The "Marine Blue Wave" insists on restoring public services and to focus on old people whose money is apparently taken by Sarkozy to build mosques in every village.

Some UMP leaders who said that "of course" they'd vote for a PS candidate if it were PS or LE Pen, were rebuked by Nicolas Sarkozy.
"Plutôt Hitler que Blum" as they said in textbooks.

Add to this the fact that many people on the left won't vote for Sarkozy no matter what, first because they felt duped after voting for Chirac, second because they disliked Chirac for being on the right but he was a "respectable" politician, whereas Sarkozy is perceived as a liar who brings shame and ruin to the country.

Anonymous said...

Kirk, I think the difference between the radical left and the radical right is that the radical left may influence some speeches' rhetorics, but it does not and has never influenced policy.

Whereas the radical right not only inspires speeches (such as the sheep slaughtered in bathtubs by Sarkozy, in 2007), but also policy - ministère de l'identité nationale, shutting down of refugees' visas, roundups of school kids (recently I was in a town where a middle school kid was taken in his pj's at 6am because he was suspected of being 18. He was illegal, but 14. His neighbors, teachers, and classmates publicized the case, a great outrage swelled, but he was kept with adults in a detention center for over 2 weeks because the administration wouldn't admit to its mistake.)

Furthermore, France has an example of the right and radical right getting together to rule, whereas as of now the trotskyists never ruled anything, in part because they won't until the workers' paradise has been established. When the communists came to power, they surprised even those who feared them by proving rather mild.

Voting for the radical left is pointless but harmless, whereas voting for the radical right is dangerous for democracy.

bernard said...

to give a belated answer to Kirk, I would have to say that, in France, those who vote FN are hateful idiots, while those who vote extreme left are simply deluded idiots. Not quite the same danger to society and to me personally.

FrédéricLN said...

@ bernard : we do not have SO MANY hateful idiots in France.

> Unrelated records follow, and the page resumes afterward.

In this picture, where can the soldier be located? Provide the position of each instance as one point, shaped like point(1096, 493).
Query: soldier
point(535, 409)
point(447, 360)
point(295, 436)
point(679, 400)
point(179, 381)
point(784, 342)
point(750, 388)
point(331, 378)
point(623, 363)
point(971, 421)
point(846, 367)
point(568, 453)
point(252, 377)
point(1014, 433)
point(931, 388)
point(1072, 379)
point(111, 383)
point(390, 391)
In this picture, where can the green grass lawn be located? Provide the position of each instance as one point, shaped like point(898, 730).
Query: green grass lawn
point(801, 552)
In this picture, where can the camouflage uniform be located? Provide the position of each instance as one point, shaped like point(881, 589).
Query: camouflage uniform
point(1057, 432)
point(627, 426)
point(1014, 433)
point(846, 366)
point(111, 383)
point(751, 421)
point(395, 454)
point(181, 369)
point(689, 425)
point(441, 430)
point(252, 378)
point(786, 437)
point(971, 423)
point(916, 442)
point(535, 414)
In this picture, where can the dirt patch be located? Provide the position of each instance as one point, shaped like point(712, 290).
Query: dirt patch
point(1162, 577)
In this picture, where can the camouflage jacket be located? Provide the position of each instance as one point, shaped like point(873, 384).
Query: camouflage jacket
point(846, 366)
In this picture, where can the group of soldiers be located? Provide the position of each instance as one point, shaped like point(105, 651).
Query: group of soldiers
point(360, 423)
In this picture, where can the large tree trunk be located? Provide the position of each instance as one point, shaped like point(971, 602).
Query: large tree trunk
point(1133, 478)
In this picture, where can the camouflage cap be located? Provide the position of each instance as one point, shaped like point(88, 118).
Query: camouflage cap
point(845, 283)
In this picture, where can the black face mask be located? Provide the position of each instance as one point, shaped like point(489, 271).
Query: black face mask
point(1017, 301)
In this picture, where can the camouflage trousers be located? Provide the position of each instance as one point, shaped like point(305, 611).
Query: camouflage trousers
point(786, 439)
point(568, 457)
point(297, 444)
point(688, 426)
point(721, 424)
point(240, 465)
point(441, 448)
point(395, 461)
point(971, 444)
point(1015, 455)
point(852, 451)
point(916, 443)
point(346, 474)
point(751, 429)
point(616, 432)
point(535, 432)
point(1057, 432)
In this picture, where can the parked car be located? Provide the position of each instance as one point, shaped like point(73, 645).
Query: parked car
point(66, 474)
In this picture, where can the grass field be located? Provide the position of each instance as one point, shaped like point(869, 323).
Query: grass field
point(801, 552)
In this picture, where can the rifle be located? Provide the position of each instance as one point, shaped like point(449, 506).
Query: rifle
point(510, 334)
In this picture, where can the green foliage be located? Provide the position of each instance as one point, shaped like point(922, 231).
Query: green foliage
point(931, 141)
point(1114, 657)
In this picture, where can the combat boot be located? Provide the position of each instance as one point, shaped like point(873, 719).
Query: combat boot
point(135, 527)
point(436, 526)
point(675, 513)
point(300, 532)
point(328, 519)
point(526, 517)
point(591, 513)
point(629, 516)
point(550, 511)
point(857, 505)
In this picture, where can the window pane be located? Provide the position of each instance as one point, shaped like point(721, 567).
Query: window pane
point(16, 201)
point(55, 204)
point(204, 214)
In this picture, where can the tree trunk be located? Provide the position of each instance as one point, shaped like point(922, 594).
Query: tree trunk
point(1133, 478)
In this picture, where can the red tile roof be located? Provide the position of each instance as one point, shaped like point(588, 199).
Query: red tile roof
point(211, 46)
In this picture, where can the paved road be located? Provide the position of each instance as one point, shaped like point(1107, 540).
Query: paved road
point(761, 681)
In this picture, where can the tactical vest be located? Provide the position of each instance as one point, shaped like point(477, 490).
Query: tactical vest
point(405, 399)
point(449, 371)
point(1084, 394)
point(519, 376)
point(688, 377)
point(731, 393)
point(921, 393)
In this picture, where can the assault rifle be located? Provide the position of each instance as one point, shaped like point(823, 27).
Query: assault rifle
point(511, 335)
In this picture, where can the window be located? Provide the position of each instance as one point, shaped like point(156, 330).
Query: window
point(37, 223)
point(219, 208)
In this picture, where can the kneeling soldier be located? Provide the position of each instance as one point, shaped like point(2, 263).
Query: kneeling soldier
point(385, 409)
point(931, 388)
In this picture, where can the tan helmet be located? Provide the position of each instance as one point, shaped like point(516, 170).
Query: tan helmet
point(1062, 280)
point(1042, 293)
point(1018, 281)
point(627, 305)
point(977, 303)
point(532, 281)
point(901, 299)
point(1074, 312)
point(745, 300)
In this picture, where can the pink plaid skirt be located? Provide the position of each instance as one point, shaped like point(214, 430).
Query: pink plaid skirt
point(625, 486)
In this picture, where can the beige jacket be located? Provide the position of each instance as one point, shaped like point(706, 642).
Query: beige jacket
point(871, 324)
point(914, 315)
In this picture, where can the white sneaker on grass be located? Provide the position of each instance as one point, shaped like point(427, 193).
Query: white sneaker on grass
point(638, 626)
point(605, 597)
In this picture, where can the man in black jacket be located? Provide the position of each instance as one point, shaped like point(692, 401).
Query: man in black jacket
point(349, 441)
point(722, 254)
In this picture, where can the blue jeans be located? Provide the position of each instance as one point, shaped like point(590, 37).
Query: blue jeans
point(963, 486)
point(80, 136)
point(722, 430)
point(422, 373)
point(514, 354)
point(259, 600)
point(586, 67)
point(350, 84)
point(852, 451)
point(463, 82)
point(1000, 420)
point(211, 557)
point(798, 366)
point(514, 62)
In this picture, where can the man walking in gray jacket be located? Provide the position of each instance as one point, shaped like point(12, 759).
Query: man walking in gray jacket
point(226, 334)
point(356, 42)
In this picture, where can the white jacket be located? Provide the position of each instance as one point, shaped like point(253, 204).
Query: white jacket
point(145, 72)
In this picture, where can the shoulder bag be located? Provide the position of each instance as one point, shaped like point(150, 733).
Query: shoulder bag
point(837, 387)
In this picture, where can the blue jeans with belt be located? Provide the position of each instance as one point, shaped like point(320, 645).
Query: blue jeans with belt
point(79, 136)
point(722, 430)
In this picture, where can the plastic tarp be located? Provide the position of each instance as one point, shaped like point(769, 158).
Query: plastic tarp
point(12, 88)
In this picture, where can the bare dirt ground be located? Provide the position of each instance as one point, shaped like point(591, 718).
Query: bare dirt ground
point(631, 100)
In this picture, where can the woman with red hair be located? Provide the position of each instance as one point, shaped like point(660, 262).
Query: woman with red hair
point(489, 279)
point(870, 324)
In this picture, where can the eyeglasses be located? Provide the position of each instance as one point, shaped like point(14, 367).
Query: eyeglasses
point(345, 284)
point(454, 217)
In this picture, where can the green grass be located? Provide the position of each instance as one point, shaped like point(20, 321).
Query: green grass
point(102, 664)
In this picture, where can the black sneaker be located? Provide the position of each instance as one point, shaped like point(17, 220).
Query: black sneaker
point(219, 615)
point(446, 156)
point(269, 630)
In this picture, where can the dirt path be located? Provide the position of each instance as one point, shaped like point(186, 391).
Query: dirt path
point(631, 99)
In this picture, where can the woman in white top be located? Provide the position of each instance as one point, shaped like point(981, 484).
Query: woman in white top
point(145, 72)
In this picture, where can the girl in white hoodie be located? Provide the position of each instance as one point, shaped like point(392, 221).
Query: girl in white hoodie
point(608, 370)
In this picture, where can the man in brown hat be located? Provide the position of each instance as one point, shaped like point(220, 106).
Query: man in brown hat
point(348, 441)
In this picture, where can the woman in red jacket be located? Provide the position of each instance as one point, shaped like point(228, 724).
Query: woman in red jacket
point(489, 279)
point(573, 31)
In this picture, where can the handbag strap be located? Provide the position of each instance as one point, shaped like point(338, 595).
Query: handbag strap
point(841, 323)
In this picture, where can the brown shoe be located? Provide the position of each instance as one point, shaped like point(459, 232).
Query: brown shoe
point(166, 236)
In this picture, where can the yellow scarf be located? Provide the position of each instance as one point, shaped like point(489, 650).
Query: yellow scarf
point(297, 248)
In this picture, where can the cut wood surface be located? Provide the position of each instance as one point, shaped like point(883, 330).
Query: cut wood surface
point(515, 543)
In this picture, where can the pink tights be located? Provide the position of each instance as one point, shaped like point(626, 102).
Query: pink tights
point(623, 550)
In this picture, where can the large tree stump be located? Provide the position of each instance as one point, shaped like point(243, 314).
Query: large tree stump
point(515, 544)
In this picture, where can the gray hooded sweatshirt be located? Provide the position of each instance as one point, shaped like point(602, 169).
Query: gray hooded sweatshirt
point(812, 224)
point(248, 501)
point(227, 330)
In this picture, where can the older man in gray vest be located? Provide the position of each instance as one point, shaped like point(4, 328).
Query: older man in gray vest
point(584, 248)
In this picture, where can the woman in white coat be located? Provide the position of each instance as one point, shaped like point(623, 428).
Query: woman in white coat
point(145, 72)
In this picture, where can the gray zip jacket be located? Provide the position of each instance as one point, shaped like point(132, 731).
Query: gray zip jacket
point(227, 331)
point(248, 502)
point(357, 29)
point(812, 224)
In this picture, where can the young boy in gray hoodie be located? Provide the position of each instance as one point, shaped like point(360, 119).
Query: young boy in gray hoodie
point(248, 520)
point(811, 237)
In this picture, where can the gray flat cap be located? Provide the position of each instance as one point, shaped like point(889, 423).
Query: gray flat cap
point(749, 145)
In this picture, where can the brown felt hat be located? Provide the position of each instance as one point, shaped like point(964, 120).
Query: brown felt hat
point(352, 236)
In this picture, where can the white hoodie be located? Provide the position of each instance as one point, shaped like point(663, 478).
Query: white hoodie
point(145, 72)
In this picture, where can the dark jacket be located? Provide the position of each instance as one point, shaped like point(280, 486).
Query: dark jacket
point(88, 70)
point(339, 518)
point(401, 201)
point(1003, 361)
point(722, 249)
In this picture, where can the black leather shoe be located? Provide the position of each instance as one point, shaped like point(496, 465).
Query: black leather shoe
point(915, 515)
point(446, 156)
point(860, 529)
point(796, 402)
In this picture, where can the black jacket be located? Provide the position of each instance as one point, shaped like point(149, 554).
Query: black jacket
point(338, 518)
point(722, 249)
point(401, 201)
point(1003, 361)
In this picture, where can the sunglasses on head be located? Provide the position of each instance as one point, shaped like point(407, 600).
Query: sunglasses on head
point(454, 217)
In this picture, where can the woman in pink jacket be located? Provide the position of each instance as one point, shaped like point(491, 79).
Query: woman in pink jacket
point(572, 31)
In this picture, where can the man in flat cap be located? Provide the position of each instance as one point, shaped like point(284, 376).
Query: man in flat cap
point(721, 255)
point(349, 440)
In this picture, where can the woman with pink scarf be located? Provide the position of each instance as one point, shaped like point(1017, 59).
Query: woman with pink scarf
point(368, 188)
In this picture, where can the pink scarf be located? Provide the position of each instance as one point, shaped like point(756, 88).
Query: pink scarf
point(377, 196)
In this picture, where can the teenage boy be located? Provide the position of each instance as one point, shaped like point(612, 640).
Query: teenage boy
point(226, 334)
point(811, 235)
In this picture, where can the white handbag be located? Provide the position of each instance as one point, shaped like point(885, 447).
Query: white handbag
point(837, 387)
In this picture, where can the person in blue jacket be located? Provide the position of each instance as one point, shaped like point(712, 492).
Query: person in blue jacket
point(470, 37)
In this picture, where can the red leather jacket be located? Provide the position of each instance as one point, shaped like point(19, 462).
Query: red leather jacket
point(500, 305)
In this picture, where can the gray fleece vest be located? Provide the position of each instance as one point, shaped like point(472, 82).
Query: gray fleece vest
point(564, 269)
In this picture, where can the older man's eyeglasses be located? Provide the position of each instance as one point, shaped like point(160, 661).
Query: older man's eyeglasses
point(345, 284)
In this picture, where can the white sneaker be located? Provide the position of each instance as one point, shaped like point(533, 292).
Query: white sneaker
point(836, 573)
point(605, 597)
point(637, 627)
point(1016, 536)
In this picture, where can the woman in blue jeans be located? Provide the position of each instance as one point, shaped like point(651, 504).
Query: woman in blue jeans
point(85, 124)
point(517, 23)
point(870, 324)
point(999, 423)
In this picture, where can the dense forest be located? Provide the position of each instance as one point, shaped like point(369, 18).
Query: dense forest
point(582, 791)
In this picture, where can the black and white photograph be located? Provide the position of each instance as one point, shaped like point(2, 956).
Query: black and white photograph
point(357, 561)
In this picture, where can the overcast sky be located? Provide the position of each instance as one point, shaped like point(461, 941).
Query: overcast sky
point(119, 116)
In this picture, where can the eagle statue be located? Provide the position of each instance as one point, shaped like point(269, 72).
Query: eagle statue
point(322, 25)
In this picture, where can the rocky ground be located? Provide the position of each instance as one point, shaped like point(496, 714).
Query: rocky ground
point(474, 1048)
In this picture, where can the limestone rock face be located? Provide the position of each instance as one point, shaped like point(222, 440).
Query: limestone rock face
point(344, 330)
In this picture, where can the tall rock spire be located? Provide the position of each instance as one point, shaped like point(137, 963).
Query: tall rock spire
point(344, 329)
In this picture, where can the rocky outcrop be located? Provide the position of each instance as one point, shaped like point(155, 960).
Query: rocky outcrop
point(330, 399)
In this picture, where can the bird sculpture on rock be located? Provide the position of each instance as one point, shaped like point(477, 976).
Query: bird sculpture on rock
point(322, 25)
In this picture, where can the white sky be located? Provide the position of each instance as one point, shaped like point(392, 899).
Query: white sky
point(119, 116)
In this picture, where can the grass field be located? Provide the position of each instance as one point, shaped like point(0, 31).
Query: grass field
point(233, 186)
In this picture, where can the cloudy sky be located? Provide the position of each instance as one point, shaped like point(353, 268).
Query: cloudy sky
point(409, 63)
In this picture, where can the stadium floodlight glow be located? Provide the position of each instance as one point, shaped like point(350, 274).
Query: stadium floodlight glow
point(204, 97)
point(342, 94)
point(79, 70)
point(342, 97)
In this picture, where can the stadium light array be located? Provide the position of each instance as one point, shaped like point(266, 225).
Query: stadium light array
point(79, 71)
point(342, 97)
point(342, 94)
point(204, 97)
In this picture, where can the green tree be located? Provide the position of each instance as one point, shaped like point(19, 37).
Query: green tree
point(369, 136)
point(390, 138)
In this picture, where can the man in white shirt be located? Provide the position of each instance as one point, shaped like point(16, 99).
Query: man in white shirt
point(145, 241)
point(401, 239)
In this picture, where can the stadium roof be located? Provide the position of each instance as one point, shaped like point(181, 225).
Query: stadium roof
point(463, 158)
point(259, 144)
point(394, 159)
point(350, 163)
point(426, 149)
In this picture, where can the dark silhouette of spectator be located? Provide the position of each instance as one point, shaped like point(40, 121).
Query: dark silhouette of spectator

@ Art : indeed, just today (as I'm campaigning for "les cantonales") I was comparing Marine Le Pen to Sarah Palin. I don't know how relevant the comparison is to themselves, but I guess their image among the public is quite the same: a courageous young woman against a mafia of powerful old men…

And just today too, I was discussing about a presidential "second turn". I don't know at all about the outcome. A woman who votes for the left told us this afternoon that, in case of a second turn Sarkozy-LePen, she would not go to vote (whereas she voted for Chirac against Le Pen in 2002). And in the morning, as we had some "arguments" with a Communist militant on the market, I ended up by saying that against Le Pen, we would have to close all these old debates and find common ground between us- and he agreed fully.

Serious times ahead. Those who haven't read "Le quai de Ouistreham" yet, please do.

Le pire n'est pas sûr, the worse case isn't granted to occur - but that's the case we must prepare ourselves.

Anonymous said...

FrédéricLN, I second your request "read le quai de Ouistreham". It's the most essential French book published in the past year (at least).

Cincinna said...


An historical correction to your post:
  The expression, used by the Roman Catholic anti-Semitic Right in France in the 1930's was "vaut mieux Hitler que Blum". It had everything to do with the fact that Blum was a Jew, little or nothing to do with his Leftist politics. 

Please don't conflate the history & politics of the 30's with today.